R is reflexive if for all x ∈ A, xRx.

R is symmetric if for all x, y ∈ A, if xRy, then yRx.

R is transitive if for all x, y, z ∈ A, if xRy and yRz, then xRz.

Using these properties, we can define R on A.

A = {1, 2, 3, 4}

We need to define a relation (say, R) which is reflexive, transitive but not symmetric.

Let us try to form a small relation step by step.

The relation must be defined on A.

Reflexive relation:

R = {(1, 1), (2, 2), (3, 3), (4, 4)} …(1)

Transitive relation:

R = {(1, 2), (2, 1), (1, 1)}, is transitive but also symmetric.

So, let us define another relation.

R = {(1, 3), (3, 2), (1, 2)}, is transitive and not symmetric. …(2)

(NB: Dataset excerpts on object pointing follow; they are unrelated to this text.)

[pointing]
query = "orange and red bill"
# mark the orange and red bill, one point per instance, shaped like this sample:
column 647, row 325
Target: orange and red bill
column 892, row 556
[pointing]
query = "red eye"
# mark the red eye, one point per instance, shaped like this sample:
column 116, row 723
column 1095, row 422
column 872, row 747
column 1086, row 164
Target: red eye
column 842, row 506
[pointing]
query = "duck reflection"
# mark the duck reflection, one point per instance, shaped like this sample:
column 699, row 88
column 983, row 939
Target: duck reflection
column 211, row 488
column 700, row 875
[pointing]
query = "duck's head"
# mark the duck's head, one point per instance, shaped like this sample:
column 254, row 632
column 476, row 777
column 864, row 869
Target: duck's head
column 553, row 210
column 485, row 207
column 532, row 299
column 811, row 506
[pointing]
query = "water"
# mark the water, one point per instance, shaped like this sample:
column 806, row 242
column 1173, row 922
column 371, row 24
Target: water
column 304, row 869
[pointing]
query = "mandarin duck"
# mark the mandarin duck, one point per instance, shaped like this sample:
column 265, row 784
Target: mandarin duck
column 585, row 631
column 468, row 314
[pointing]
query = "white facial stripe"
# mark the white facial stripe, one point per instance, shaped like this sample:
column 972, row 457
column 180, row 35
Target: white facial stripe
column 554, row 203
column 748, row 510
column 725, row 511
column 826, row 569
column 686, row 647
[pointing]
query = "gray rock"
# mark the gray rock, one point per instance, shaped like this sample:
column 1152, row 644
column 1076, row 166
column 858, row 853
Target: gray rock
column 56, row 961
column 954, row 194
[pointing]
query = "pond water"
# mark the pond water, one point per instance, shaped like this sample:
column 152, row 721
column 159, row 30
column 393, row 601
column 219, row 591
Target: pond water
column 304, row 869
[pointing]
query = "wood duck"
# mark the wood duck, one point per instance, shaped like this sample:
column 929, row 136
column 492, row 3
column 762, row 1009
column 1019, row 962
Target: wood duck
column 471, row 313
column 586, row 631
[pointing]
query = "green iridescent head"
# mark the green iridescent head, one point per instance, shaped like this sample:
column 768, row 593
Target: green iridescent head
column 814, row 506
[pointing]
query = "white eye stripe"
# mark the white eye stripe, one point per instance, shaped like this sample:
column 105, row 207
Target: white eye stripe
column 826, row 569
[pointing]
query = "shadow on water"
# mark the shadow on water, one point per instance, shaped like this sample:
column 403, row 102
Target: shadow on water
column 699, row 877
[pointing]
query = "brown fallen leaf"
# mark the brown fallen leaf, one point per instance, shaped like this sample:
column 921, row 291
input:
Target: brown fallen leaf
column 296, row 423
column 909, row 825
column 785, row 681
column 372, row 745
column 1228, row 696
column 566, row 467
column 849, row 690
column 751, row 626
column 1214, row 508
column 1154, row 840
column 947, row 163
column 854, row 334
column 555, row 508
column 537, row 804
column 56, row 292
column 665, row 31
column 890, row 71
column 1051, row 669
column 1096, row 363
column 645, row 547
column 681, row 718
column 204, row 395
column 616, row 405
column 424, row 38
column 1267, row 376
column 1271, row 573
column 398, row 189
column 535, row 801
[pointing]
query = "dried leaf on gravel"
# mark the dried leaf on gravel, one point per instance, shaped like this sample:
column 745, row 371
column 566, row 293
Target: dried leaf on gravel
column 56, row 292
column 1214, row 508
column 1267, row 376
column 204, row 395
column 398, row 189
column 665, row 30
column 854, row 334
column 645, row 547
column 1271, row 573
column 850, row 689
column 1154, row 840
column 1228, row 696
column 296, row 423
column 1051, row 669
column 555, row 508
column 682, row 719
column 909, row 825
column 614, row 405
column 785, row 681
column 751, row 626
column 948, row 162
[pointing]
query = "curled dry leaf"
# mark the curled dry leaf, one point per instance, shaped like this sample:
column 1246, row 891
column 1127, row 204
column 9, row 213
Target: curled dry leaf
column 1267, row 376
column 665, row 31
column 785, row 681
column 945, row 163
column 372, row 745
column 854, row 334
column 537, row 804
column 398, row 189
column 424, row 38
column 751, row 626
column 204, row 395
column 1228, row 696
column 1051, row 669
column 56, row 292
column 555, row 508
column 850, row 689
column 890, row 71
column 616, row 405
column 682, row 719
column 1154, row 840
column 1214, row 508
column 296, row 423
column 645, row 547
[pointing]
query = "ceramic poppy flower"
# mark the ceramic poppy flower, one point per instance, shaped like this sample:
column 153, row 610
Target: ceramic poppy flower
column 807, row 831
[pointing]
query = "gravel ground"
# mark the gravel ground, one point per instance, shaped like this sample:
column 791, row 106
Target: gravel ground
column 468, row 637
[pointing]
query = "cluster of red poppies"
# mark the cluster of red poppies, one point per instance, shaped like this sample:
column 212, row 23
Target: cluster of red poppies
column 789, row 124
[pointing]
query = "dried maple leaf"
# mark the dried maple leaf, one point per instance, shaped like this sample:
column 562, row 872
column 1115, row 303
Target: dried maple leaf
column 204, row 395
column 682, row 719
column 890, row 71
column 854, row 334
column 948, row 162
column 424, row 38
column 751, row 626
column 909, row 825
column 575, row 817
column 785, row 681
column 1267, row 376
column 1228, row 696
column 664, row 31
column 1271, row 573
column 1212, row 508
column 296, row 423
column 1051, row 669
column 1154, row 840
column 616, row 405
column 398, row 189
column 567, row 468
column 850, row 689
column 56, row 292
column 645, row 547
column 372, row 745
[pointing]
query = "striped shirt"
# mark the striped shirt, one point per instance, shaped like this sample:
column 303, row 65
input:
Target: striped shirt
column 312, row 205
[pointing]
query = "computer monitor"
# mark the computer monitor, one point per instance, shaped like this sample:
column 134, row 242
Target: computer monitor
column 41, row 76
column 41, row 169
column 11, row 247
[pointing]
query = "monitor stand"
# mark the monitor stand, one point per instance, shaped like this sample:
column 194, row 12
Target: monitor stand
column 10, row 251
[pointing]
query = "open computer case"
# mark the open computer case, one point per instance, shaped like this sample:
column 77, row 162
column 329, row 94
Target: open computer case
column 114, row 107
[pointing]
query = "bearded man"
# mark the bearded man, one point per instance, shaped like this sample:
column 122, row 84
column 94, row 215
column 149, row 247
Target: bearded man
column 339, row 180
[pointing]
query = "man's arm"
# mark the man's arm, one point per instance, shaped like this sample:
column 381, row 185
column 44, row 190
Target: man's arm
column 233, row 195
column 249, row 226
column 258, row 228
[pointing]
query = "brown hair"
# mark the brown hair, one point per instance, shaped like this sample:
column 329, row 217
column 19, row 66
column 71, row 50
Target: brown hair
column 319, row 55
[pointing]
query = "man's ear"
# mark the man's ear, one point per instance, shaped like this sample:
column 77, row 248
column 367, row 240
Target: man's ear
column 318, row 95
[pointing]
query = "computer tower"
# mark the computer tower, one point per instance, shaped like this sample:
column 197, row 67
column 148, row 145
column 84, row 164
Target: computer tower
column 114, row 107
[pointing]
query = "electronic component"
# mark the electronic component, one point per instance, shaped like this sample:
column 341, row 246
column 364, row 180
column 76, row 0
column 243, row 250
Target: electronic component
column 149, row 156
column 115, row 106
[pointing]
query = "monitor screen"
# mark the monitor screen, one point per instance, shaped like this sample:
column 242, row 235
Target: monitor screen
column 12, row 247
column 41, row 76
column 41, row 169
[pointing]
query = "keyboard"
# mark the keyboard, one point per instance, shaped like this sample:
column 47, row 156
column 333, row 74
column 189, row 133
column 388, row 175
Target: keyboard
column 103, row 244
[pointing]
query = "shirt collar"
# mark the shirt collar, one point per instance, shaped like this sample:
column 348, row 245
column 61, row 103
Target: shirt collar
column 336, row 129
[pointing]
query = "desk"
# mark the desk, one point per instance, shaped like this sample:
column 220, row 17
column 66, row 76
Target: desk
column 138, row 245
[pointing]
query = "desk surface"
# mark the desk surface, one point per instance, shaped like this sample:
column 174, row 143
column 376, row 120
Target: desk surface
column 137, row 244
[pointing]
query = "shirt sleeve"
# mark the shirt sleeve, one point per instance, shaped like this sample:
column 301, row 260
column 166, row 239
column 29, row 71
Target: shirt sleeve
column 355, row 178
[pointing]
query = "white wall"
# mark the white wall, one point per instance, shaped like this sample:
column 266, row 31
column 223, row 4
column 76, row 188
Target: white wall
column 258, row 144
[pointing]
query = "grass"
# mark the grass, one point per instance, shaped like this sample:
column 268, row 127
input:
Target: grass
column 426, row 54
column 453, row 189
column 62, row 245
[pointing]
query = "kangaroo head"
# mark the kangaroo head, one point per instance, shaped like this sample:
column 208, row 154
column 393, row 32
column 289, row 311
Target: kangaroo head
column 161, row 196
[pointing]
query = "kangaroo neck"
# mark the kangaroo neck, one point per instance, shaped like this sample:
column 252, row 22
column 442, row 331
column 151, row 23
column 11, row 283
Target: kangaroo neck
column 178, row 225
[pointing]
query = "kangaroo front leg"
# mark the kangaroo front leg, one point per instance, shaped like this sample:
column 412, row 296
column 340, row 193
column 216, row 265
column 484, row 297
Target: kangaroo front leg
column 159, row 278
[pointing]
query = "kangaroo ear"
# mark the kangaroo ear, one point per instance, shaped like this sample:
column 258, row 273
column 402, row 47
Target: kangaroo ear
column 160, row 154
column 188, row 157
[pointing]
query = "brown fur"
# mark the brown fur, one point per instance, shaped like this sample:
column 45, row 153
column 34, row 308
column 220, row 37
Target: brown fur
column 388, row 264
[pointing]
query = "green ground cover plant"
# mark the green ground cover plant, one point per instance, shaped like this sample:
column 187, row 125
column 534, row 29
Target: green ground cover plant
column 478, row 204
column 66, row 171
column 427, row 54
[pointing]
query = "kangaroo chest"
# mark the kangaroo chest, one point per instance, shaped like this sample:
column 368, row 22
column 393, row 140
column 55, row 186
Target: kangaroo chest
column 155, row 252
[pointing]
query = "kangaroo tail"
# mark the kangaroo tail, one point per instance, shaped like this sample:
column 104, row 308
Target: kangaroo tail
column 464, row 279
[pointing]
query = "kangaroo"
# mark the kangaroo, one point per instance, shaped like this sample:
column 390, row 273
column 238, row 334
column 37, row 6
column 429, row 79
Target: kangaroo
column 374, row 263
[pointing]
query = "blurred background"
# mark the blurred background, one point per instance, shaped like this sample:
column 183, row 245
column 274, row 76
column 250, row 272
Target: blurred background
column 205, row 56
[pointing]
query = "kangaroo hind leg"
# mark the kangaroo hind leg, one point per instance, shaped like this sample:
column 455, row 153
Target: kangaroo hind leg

Let us combine (i) and (ii) relation.

R = {(1, 1), (2, 2), (3, 3), (4, 4), (1, 3), (3, 2), (1, 2)} …(A)

(A) can be shortened by eliminating (3, 2) and (1, 2) from R.

R = {(1, 1), (2, 2), (3, 3), (4, 4), (1, 3)} …(B)

Further (B) can be shortened by eliminating (2, 2) and (4, 4).

R = {(1, 1), (3, 3), (1, 3)} …(C)

All the results (A), (B) and (C) is correct.

Thus, we have got the relation which is reflexive, transitive but not symmetric.